Mortgage Resources

Debt-to-Income Ratios

To determine your maximum mortgage amount, lenders use guidelines called debt-to-income ratios. This is simply the percentage of your monthly gross income (before taxes) that is used to pay your monthly debts. Because there are two calculations, there is a "front" ratio and a "back" ratio and they are generally written in the following format: 33/40.

The front ratio is the percentage of your monthly gross income (before taxes) that is used to pay your housing costs, including principal, interest, taxes, insurance, mortgage insurance (when applicable), and homeowners association fees (when applicable). The back ratio is the same as the front ratio with the addition of your monthly consumer debt. Consumer debt can be car payments, credit card debt, installment loans, and similar related expenses. Auto or life insurance is not considered a debt.

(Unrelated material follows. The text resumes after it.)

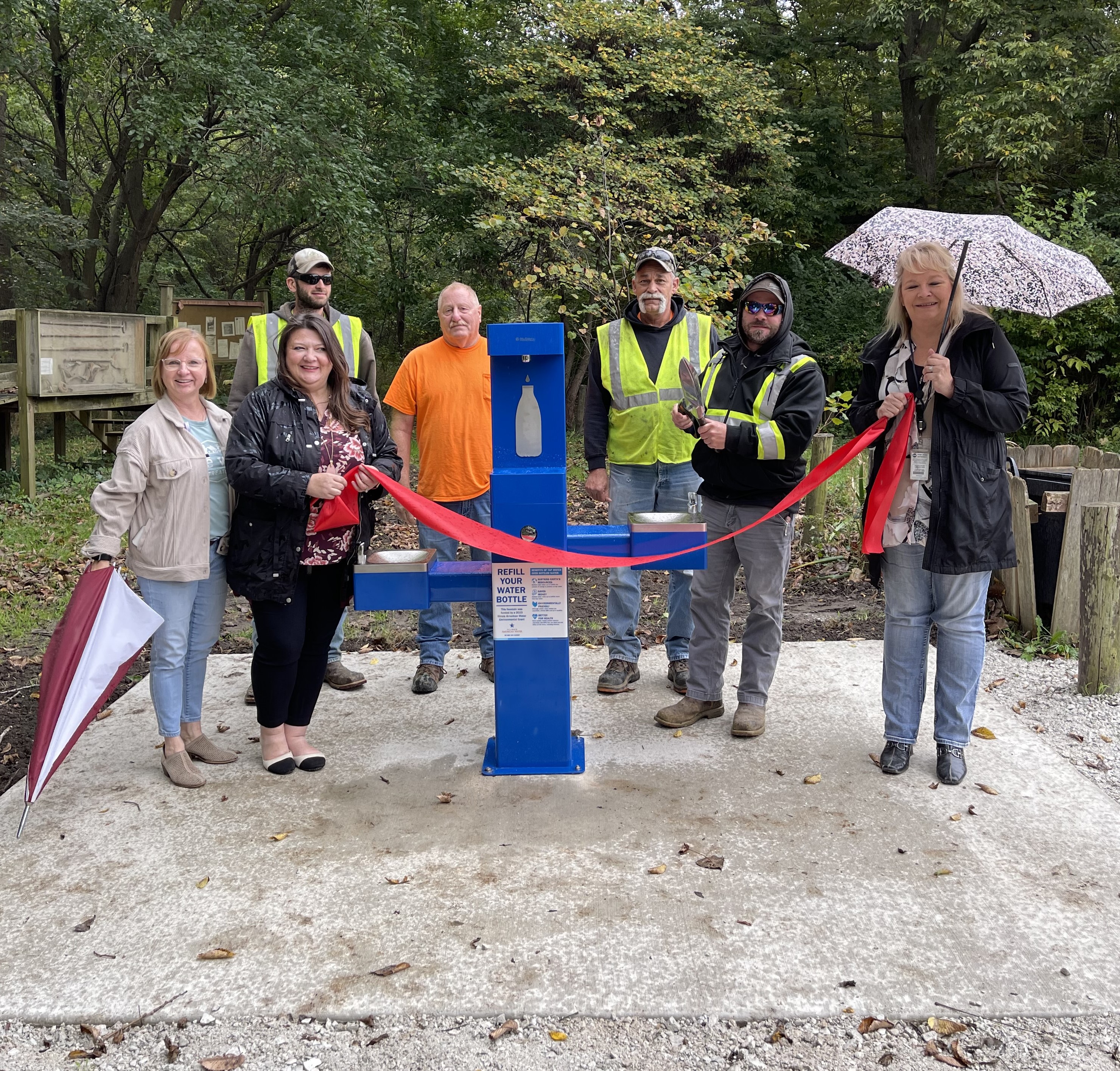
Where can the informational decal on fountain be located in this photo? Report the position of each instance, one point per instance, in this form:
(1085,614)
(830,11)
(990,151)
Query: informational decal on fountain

A common guideline for debt-to-income ratios is 33/40. A borrower's housing costs consume thirty-three percent of their monthly income. Add their monthly consumer debt to the housing costs, and it should take no more than forty percent of their monthly income to meet those obligations.

Please be aware that these ratios are only guidelines, which means they are flexible depending on the situation of the borrower. These guidelines take into consideration the amount of down payment (if any), the credit characteristics of the borrower, and other pertinent factors. These guidelines also vary according to loan program. FHA guidelines state that a 29/41 qualifying ratio is acceptable. VA guidelines do not have a front ratio at all, but the guideline for the back ratio is 41. My Community products will allow a back ratio of up to 65.

Example: If you make $5000 a month, with 33/40 qualifying ratio guidelines, your maximum monthly housing cost should be around $1650. Including your consumer debt, your monthly housing and credit expenditures should be around $2,000.